Reputation: 309
I'm trying to get the scores from the soccer world cups since 1930, in this link are the match ups listed and by clicking in the team a new window pop up with the summary I'm looking for. My problem is that in the HTML source code I don't see a <a>
tag with the href inside of it as usually is, i'm trying to simulate a click event with the following VBA code:
Link: http://www.flashscore.com/soccer/world/world-cup-1990/results/
Vba code:
Sub Test()
Dim URL As String
Dim IE As InternetExplorer
Dim HTMLdoc As HTMLDocument
Dim TDelements As IHTMLElementCollection
Dim TDelement As HTMLTableCell
Dim i As Integer
URL = "http://www.flashscore.com/soccer/world/world-cup-1990/results/"
Set IE = New InternetExplorer
With IE
.Navigate URL
.Visible = True
While .Busy Or .ReadyState <> READYSTATE_COMPLETE: DoEvents: Wend
Set HTMLdoc = .Document
End With
Set TDelements = HTMLdoc.getElementsByTagName("td")
For Each TDelement In TDelements
If TDelement.Title = "Click for match detail!" Then
TDelement.Click
End If
Next
IE.Quit
End Sub
Upvotes: 1
Views: 8617
Reputation: 14169
I'd do this one differently, as what you're trying to achieve requires a massive overhead and might take you on a wild goose chase of links, actions, loops, and whatnot. Instead of emulating the actions, it's much better emulating the results of the actions.
Take for example the Germany - Argentina match. When you click on it, it opens this pop-up:
Of particular note here is the URL of the pop-up.
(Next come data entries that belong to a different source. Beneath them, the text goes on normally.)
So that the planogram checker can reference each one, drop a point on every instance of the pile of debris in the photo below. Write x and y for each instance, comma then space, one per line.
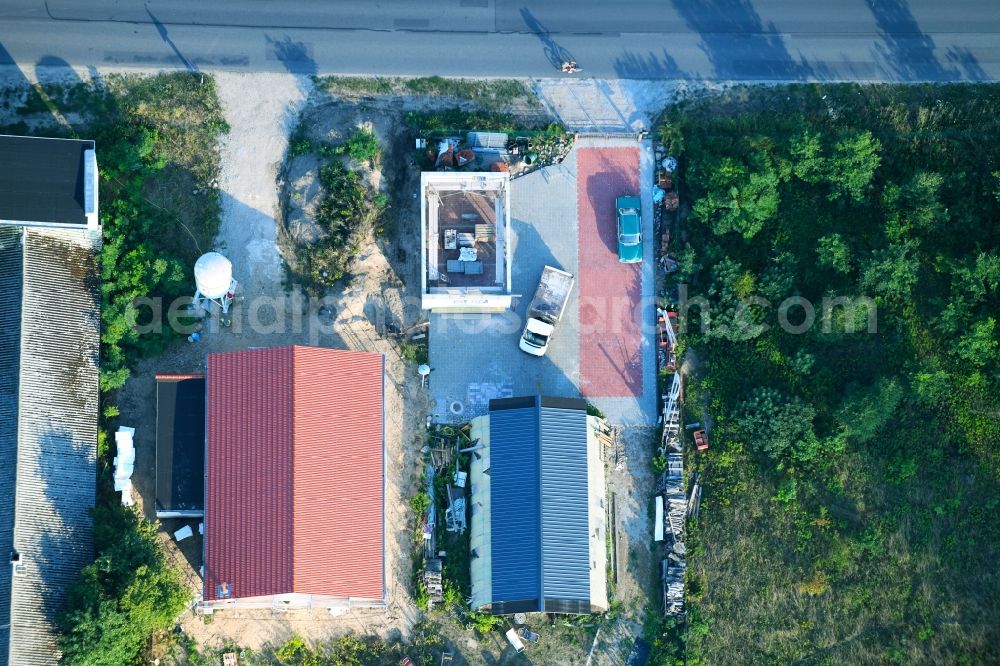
496, 151
613, 450
671, 417
672, 512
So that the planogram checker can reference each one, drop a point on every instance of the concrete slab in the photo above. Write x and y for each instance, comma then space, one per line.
475, 357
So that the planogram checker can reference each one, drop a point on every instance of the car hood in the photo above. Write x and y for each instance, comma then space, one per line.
540, 327
630, 254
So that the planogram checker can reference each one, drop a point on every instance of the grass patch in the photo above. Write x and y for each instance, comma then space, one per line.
156, 144
414, 352
491, 93
347, 215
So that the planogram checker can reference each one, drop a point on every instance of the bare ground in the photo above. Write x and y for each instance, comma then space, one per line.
268, 312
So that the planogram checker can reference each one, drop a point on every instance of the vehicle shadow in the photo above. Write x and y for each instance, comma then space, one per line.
910, 52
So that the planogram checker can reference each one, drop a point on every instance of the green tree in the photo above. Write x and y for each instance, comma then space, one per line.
979, 345
808, 161
128, 593
893, 272
833, 252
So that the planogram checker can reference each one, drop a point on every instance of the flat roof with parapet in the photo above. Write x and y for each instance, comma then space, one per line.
48, 182
180, 445
465, 241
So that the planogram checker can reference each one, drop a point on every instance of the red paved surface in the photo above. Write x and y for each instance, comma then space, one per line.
294, 464
610, 292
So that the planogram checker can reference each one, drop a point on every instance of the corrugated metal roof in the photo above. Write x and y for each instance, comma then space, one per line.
565, 500
11, 273
42, 180
248, 508
57, 445
294, 486
515, 540
338, 473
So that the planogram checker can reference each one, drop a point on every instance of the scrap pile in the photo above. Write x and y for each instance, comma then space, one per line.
673, 566
613, 450
671, 417
125, 463
666, 201
431, 578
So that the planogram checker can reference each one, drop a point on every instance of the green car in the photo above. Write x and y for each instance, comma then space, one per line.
629, 229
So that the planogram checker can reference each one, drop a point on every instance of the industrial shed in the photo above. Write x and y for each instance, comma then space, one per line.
294, 489
538, 525
49, 352
49, 341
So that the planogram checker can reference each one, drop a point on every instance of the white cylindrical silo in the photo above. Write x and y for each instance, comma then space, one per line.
213, 274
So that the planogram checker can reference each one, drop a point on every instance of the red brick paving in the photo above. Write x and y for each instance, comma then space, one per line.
610, 291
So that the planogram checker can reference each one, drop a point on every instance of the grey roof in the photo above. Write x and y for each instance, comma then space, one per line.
565, 501
42, 180
54, 334
539, 513
10, 344
514, 513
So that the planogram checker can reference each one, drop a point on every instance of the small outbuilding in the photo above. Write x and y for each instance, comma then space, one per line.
465, 241
50, 313
180, 446
538, 533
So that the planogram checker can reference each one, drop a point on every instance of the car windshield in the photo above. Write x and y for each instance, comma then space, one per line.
534, 339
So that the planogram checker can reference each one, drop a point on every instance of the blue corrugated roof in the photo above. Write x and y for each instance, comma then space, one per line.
565, 516
539, 513
514, 523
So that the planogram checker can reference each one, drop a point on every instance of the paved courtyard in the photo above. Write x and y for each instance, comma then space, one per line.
558, 218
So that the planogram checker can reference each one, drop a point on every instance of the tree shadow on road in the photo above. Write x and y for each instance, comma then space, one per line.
554, 52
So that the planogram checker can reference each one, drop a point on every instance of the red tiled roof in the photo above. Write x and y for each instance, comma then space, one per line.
295, 477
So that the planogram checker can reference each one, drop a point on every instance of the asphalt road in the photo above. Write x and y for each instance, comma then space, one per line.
890, 40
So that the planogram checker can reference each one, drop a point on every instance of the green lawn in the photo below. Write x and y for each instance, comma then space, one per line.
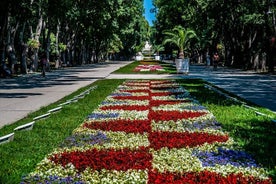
255, 134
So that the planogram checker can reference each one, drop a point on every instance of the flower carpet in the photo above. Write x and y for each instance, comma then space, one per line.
149, 131
148, 68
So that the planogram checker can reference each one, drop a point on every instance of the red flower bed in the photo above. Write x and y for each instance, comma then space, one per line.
126, 107
106, 159
167, 102
165, 93
182, 139
138, 84
173, 115
131, 97
204, 177
129, 126
136, 90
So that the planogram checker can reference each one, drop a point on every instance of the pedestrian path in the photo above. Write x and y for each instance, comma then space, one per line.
256, 88
23, 95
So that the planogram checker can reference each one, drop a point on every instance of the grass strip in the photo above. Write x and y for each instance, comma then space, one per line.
255, 134
19, 157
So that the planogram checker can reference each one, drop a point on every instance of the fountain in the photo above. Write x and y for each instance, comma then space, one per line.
147, 52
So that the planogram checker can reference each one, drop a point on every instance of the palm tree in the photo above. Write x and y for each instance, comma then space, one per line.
158, 48
180, 37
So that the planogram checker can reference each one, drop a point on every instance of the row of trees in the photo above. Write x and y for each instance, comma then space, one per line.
71, 31
243, 32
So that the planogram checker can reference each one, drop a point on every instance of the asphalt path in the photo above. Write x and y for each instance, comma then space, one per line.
22, 95
28, 93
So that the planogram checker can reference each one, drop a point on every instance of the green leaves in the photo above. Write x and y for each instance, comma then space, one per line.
180, 37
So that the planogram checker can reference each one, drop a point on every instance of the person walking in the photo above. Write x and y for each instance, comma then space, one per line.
208, 60
215, 60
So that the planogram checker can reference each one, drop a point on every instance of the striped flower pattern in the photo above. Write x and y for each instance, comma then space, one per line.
148, 68
149, 131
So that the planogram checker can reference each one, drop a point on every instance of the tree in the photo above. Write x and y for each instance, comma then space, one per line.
180, 37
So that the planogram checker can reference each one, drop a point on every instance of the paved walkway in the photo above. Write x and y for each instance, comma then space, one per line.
26, 94
23, 95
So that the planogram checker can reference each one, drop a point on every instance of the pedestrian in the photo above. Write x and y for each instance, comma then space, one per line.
208, 60
43, 65
215, 60
186, 66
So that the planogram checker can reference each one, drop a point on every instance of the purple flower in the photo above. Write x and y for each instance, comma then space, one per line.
78, 140
102, 116
224, 156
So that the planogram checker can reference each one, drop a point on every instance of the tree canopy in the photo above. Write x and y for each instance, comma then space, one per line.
243, 32
71, 31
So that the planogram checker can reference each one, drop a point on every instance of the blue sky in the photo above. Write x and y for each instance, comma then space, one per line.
149, 16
Intuitively enough, the URL has some weird combination that might possibly be a unique identifier. The first thing we check is the tag for that row in the table we just clicked.
Check the highlighted part: it resembles the address in our pop-up closely, albeit there are four (4) extra characters at the beginning. Collapsing the row and cross-checking against other rows, we come to the conclusion that the rows use a similar format:
Removing the g_1_ from the id
attribute of the tr
tag gives us the unique identifier for every match. I'll be taking the sanitized id
from the Italy - England match and I will input it into the generic URL. We'll do this in another tab as the pop-up's address bar is locked:
Voila. The page is open in another tab, and from there you can get what you want from the match summary. You can even check the head-to-head by changing #match-summary
to #h2h;overall
.
Because it's safer. Since you're using Excel, you have the sheets at your control. The safest way is to record all these id
attributes from each row into, say, a column. Then loop over that column, concatenating it properly to produce the target URLs.
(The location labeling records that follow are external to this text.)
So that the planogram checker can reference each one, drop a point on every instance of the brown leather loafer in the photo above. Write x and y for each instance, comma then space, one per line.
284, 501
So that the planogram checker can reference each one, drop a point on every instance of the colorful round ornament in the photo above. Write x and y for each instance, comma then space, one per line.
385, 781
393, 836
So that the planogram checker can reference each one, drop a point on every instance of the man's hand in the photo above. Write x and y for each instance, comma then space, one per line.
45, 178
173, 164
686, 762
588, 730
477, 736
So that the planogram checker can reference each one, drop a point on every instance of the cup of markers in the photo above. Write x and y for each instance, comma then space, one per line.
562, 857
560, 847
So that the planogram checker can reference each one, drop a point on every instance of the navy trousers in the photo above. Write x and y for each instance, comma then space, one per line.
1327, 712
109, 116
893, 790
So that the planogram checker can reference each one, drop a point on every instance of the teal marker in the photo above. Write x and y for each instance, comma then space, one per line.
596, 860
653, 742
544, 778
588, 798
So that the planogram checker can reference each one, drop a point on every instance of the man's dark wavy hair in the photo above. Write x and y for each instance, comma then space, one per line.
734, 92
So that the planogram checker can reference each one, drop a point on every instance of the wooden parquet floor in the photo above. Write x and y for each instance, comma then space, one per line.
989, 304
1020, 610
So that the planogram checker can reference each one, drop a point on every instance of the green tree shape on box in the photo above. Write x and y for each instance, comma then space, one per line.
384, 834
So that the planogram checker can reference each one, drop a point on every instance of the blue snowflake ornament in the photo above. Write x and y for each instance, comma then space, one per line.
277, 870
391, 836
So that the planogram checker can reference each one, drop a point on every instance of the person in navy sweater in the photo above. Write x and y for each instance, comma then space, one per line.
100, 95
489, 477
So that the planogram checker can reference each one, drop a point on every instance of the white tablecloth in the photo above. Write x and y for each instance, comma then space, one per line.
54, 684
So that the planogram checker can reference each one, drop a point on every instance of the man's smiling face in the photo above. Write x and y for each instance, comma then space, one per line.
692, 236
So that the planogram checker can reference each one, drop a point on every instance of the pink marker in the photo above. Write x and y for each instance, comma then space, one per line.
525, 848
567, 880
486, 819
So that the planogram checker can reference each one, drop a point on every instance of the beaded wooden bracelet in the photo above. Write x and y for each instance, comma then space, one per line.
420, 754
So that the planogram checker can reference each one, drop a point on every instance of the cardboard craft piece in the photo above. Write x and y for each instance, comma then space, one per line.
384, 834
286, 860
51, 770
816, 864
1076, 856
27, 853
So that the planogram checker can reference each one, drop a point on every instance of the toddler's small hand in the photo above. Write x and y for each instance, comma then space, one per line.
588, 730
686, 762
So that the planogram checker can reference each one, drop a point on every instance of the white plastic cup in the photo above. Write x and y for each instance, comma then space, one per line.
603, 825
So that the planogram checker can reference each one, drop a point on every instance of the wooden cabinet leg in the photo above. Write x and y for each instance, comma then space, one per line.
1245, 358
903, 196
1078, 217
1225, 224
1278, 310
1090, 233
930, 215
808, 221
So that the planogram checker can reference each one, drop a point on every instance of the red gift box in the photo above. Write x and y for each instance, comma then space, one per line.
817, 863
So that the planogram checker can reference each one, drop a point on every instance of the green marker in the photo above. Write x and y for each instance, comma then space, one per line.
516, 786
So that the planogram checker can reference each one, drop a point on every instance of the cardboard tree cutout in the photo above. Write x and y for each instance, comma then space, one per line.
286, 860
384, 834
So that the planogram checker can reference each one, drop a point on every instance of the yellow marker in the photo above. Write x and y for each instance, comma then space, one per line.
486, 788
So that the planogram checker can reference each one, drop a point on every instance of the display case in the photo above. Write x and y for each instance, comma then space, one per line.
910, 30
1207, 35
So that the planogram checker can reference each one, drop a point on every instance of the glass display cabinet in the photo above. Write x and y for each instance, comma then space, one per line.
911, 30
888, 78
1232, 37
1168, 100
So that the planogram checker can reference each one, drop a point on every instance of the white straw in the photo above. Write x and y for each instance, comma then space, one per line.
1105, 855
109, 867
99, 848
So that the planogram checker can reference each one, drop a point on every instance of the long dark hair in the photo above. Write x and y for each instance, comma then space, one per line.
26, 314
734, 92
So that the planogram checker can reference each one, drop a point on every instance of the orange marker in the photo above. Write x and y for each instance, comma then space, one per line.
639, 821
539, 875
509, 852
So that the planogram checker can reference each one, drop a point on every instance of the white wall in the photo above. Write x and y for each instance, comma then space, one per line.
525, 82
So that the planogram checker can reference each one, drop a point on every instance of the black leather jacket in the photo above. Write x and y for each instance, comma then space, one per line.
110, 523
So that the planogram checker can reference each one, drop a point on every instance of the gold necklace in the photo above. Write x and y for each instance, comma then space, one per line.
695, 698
Then you loop over the URLs and get what you want from the EXACT pages you're looking for. There's no need anymore for the original link/table at this point since almost all the details are in the "summary" pages anyway.
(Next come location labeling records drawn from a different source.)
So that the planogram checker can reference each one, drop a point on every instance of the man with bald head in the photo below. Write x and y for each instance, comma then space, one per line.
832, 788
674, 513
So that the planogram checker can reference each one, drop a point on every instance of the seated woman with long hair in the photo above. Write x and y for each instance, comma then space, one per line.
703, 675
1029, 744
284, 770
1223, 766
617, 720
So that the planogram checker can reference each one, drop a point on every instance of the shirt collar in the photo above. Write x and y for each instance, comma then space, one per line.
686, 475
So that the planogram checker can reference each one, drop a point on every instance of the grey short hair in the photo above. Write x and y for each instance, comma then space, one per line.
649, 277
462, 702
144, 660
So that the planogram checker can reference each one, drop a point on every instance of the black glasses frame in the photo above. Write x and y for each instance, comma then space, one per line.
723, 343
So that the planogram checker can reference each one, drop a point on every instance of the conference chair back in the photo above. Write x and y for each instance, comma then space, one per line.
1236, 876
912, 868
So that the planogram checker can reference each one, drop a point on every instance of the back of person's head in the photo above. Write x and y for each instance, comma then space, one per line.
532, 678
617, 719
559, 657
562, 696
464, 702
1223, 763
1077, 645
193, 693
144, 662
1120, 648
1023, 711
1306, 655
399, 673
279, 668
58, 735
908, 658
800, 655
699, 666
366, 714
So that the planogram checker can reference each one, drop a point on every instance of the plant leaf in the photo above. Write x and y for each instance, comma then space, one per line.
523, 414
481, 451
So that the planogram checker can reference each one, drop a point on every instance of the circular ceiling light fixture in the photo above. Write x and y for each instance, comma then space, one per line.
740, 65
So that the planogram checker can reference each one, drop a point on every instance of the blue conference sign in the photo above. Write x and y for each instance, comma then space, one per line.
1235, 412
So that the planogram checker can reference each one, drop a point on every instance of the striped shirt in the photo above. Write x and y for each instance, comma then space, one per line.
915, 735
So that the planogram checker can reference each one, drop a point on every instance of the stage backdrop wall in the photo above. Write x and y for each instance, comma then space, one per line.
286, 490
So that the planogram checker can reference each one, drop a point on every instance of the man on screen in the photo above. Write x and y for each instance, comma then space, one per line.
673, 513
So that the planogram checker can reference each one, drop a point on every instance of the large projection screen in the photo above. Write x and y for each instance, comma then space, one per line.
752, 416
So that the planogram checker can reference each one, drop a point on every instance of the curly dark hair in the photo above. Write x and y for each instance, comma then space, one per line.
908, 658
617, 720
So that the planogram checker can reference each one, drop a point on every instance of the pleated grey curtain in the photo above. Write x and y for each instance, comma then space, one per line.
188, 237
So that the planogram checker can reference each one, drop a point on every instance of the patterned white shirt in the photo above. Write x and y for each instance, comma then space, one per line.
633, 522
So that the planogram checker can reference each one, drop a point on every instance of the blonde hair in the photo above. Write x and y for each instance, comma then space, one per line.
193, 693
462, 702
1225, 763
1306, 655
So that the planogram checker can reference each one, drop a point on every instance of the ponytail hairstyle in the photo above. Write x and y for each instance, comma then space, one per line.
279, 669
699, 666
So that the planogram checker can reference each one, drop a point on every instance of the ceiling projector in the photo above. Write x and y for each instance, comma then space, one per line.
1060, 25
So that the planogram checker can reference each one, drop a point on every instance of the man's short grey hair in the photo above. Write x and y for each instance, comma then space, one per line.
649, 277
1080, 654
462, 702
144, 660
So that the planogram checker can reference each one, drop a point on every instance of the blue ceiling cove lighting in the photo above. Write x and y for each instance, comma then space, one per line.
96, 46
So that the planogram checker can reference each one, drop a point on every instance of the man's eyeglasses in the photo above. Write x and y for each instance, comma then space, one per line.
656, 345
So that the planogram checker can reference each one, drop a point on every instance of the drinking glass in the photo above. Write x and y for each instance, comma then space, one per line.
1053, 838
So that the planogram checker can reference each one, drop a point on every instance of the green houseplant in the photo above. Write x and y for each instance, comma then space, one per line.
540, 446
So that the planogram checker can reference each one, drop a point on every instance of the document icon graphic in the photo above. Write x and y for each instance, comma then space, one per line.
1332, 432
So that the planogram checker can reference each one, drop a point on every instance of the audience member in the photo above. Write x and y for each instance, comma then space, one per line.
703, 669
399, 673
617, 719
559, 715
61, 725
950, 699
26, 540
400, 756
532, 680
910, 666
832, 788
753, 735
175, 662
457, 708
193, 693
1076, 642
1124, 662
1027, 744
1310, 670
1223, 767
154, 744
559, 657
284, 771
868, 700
Hope this helps and good luck.
As I feel a bit guilty not posting any code, here's my attempt at producing the id
values for the World Cup section. Note that I took some liberties with the code, so modify it to suit your approach better. I will only be providing the way to get the id
values. All else is up to you.
Sub Test()
Dim URL As String
Dim IE As New InternetExplorer
Dim HTMLdoc As HTMLDocument
Dim dictObj As Object: Set dictObj = CreateObject("Scripting.Dictionary")
Dim tRowID As String
URL = "http://www.flashscore.com/soccer/world/world-cup-1990/results/"
With IE
.Navigate URL
.Visible = True
Do Until .ReadyState = READYSTATE_COMPLETE: DoEvents: Loop
Set HTMLdoc = .Document
End With
With HTMLdoc
'Target the set of tables.
Set tblSet = .getElementById("fs-results")
'Index starts at 0. World Cup Playoffs is (0), World Cup is (1),
'Qualifiers is (2), etc... Targeting tbody right away, as there is
'only one (1) tbody tag per row anyway.
Set mTbl = tblSet.getElementsByTagName("tbody")(1)
Set tRows = mTbl.getElementsByTagName("tr")
With dictObj
'If if value is not yet in dictionary, store it.
For Each tRow In tRows
'Remove the first four (4) characters.
tRowID = Mid(tRow.getAttribute("id"), 5)
If Not .Exists(tRowID) Then
.Add tRowID, Empty
End If
Next tRow
End With
End With
'Print out each of the ID values.
For Each Key In dictObj
Debug.Print Key
Next Key
Set IE = Nothing
End Sub
Which returns the following id
values for the World Cup table (not the Playoffs!):
04LfR6G7
6RNojjg8
nww8zBgL
t0xCZU8R
dKY0Pgu3
jsY4ODf9
K4YcDdti
2qM7lD3j
bXvdGk2k
tdU0F9He
65hR8YfM
lUsW7hAS
jBqaxXO8
YZY3yivF
n1HjSn11
hvInTSoe
rHUdQZPd
xfS51jmd
ncyhHVnq
4b34kglp
O0kz7LJH
lpQE9EuG
UHlQLBvS
fNQAAfQ9
CKpewD92
EmJrU8Wl
KnT4ETW1
nRnnVlHr
b3T12WXk
jwUc3CIq
n9RDMiPL
pAjW714B
GznS8sk5
GWR6BzB3
UXW8NX9F
beX1CGec
Hope this helps you some more. Kindly make sure you read the comments. Good luck!
Upvotes: 3